This Project was implemented using the Schematch repository. Please check the Wiki for further information on the repository.
This project requires Java JDK 17 and Maven >=3.9.2. We suggest developing and running the project in IntelliJ IDEA. For setup, IntelliJ should guide you to install the correct Java JDK and download the Maven dependencies for you. In case of problems with Maven dependencies, try to reload the project.
You can run the project out of the box, as it comes with data and default configurations. For a successful run, you should see this log line at the end of your console:
[INFO ] <timestamp> [main] de.uni_marburg.schematch.Main - Ending Schematch
(taken from wiki)
To install and use PRISMA, LEAPME, and EmbDI we provide a Docker Compose file. Build the corresponding images by running:
sudo docker compose --verbose -f sota.docker-compose.yml build
Additionally, a Pyro server needs to be started.
The files can be found in src/main/resources/pyro
.
Download the required metanome-cli-1.1.0.jar
and pyro-distro-1.0-SNAPSHOT-distro.jar
from here
and here and place it in the pyro directory.
Install the required python dependencies using poetry.
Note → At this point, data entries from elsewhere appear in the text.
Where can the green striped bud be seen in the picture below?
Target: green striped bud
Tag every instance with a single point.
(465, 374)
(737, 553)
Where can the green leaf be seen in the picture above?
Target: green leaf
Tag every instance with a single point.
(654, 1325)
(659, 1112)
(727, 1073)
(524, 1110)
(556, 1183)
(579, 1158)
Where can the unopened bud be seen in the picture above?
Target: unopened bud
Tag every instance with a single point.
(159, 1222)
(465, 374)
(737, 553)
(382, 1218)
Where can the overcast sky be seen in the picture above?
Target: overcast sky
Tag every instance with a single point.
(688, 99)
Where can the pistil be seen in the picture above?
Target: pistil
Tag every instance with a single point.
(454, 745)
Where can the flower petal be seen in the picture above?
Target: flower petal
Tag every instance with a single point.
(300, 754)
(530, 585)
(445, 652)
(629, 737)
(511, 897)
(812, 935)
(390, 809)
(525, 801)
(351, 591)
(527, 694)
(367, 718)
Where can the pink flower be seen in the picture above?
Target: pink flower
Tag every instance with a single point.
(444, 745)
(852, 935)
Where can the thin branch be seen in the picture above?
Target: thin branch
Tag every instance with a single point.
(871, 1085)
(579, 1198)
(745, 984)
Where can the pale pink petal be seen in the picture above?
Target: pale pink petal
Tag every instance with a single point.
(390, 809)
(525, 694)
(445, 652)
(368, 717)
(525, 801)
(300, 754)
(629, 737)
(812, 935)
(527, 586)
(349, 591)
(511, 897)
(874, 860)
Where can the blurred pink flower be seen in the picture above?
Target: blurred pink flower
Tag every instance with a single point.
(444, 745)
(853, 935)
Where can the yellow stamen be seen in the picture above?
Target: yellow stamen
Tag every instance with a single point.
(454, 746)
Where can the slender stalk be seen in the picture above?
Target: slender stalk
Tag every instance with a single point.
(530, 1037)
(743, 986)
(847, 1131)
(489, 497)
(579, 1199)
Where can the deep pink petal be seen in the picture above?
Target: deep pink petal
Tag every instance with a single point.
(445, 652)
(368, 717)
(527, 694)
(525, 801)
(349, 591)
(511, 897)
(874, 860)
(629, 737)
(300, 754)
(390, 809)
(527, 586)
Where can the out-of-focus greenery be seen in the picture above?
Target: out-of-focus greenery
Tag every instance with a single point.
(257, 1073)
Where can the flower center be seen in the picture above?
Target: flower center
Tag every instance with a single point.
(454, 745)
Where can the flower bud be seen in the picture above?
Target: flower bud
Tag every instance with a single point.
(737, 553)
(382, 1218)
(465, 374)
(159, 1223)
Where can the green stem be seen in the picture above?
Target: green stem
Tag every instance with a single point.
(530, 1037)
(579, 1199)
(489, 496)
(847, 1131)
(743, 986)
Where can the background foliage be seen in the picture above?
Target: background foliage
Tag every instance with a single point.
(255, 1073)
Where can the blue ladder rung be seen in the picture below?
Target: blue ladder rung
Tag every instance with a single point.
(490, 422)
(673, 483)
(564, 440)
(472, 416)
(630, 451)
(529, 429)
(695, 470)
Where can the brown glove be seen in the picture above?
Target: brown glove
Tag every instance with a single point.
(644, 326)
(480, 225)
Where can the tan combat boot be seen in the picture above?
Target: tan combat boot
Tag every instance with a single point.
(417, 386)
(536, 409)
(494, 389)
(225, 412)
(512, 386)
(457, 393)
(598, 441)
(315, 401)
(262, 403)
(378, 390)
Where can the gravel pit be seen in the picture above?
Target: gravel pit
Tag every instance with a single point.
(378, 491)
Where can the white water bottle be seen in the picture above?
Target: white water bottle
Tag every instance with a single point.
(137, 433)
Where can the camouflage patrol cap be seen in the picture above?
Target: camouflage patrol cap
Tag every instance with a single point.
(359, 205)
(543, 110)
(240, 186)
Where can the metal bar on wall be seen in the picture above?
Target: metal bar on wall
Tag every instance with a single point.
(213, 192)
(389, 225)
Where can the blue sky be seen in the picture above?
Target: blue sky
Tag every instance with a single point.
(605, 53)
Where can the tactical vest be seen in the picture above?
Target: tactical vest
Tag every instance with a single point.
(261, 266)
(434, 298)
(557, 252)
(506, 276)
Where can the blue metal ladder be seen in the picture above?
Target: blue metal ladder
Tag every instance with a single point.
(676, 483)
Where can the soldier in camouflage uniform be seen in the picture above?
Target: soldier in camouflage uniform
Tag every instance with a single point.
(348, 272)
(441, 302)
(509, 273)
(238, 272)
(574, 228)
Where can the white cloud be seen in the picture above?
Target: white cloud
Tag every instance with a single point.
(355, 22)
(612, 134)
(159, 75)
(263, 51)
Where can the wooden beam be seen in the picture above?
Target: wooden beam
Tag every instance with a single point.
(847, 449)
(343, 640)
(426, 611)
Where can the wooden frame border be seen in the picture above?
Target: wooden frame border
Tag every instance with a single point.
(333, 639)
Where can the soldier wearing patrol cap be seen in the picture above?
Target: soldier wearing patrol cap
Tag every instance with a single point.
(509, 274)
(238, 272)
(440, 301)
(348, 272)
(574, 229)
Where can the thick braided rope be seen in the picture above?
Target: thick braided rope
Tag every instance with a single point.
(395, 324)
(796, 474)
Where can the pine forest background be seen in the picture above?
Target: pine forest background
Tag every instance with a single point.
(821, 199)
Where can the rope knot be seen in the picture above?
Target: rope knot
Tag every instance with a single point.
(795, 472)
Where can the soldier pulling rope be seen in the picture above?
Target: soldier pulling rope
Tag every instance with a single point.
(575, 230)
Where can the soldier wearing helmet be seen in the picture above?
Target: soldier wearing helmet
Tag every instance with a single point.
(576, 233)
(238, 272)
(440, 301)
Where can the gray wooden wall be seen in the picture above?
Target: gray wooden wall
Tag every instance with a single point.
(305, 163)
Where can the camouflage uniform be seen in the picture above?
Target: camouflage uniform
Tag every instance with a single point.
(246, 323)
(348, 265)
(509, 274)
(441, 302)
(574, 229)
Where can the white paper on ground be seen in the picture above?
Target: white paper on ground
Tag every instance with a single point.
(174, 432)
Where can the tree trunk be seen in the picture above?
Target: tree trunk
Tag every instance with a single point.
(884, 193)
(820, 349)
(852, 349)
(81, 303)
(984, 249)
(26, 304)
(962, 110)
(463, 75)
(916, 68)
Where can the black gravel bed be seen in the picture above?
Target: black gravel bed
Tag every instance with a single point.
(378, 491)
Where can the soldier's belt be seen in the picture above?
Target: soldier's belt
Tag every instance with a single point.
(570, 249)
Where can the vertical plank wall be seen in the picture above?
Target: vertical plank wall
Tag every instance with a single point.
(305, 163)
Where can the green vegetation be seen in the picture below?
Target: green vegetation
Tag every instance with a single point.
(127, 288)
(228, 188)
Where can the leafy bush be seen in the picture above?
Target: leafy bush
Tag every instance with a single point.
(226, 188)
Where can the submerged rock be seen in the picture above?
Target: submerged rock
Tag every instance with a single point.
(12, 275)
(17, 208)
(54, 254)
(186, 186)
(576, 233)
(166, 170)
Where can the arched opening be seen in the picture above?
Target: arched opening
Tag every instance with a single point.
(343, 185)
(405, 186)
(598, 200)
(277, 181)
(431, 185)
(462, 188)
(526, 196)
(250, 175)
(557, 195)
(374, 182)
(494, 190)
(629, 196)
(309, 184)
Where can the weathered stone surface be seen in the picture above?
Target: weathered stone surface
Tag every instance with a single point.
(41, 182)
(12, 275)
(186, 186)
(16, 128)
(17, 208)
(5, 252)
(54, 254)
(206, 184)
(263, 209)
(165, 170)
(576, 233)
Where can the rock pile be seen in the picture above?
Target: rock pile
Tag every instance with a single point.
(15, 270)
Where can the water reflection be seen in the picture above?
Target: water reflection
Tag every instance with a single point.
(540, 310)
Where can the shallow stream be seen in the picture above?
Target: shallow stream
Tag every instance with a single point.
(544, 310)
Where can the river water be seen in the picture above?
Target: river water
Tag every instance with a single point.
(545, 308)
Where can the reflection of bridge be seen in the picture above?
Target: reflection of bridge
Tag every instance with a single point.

To run PRISMA, LEAPME, and EmbDI execute:
sudo docker compose --verbose -f sota.docker-compose.yml up
Start the Pyro server, which is required for Data Profiling using
python pyro_server.py
.
To specify the to be used matchers and their settings, check out the first_line_matchers.yaml
.
The to be used datasets can be selected in datasets.yaml
.
Finally, running Schematch's Main function (e.g., using IntelliJ IDEA) will execute all defined scenarios.
The run's result can be found in the /results
folder.